I rewatched this last night...
...I don't loathe it and found a few set pieces to be good...
True, Worf as makeshift OGBYN had some terrific comic relief. "Now is not the time, grr!" Keiko's retort was perfect...
A shame about Monroe being killed off because plot and stuff...
Not having them trapped in a planet but ran into a spatial anomaly was a good shakeup and impetus for the problems.
How did Picard jump up and over the turbolift with his broken ankle? His arms aren't Rambo's and with only one usable foot he's not going to be able to jump as high as before... (Yet another plot moment that makes zero sense. That, or I went to go pee and forgot to hit the pause button...)
That said, Picard having to deal with children WAS nicely handled...
...and I laughed when they showed him talking before the disaster took place as the camera was putting some emphasis on the deck indicator panel, which was running slower than a turtle doing a 100-yard dash in January while stuck in a vat of molasses. The intent was to visually convey the passage of time from Picard's mental POV and I loved it. The girl's mutiny bit was genuinely charming as well, defying Picard's wanting to stay behind in rather a thoughtful scene. So this episode isn't as bad as I'd remembered it...
But I still can't buy into the Data/Riker stuff, at all.
And Geordi/Crusher -- You're right, maybe Geordi was likely a last-second character swap, or they forgot Geordi was an actual character on the show until the last minute, said "Whoops!", and brought him in as best they could before final script submission. Otherwise, it's beyond sleepscripting to have put Geordi in that position. On the plus side, for all the talk of character traits being forgotten in modern shows and so on, it happened in TNG too. Plus, without modern computer software to track character scenes but only a typewriter or basic word processor circa 1990... creating, editing and whipping out 26 episodes per season is no small task. Final Draft, Studiovity Screenwriting, et al, should make things a lot easier... except those didn't exist back then...
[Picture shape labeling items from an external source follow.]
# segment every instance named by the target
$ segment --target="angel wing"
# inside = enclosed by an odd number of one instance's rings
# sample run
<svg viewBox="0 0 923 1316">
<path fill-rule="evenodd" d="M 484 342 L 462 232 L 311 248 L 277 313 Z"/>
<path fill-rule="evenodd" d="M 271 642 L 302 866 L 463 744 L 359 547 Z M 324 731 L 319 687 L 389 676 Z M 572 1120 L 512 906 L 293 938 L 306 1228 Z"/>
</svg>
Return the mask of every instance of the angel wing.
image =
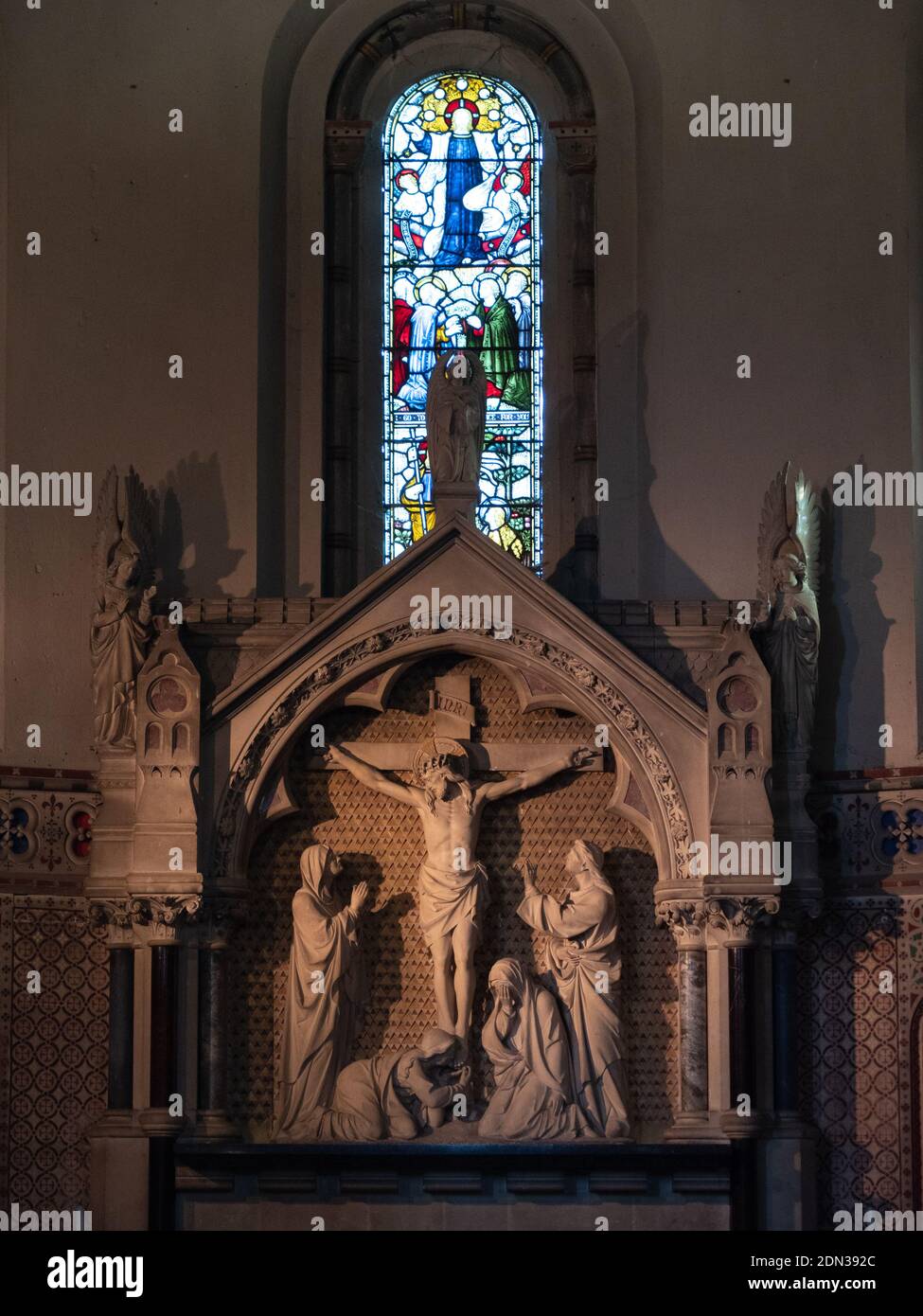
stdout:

The story really is about about "Ro vs Troi" with O'Brien as referee -- that's where it shines, and that's where my real liking of any set piece comes in. Ro is both hot to trot on getting the ship fixed by being unconventional, which is awesome as otherwise everything would have gone boom boom and all their body parts would be whizzing through the cosmos forevermore and the story would still have 30 minutes to go or whatever, but later she is antsy to separate the saucer for the sake of it when Troi was sufficiently certain that people are alive down there.
Also, if neutrinos can be detected by the ship and tricorders and everything else, and then considering how those fritters have less mass than any filament or string or shoelace or whatever else is hovering in space and somehow can't be detected because of their mass... is the >100-meter filament really weighing less than a electronvolt (net!)? Granted, cosmology isn't my thing... just glad there aren't many floating in the cosmos like hairs getting caught in the drain or else the notion of space travel becomes truly depressing... so glad that the damper controls didn't fail when everything else had or else we'd be watching gooey pancakes dripping off the walls for 43 minutes before the end credits rolled. I know, "eww"... or for the sheepish it's "ewe"...
So anyway, the music score in this one is better than in "Power Play", which is a shame as the latter deserved good music...
But the ending was a bit pat and tidy. The idea of holding off to the last second is sage, and ideally O'Brien would have mentioned number of minutes or seconds based on the existing rate of decline of the field strength, or how rapidly it would plummet if another major system shut down.
Honestly, Ro's the unsung hero of this piece, or started to be. Which the story didn't want since it's always about the clique being right no matter how contrived (Troi in this episode, Crusher in "Ethics", etc.), Then again, I liked how Ro could be right on a big thing but misjudge another. That's keeping it real and multilayered, and Ro's been one of my favorite characters anyhow. Still, how she knew almost as much as O'Brien with Engineering, how come she's just piloting the ship? She could be co-chief with Geordi. Considering how they rock as a double-act in "The Next Phase", I think the show lost a possible direction.
But given the choice, I'd still want to rewatch "Arsenal" again. It all feels less contrived, oddly.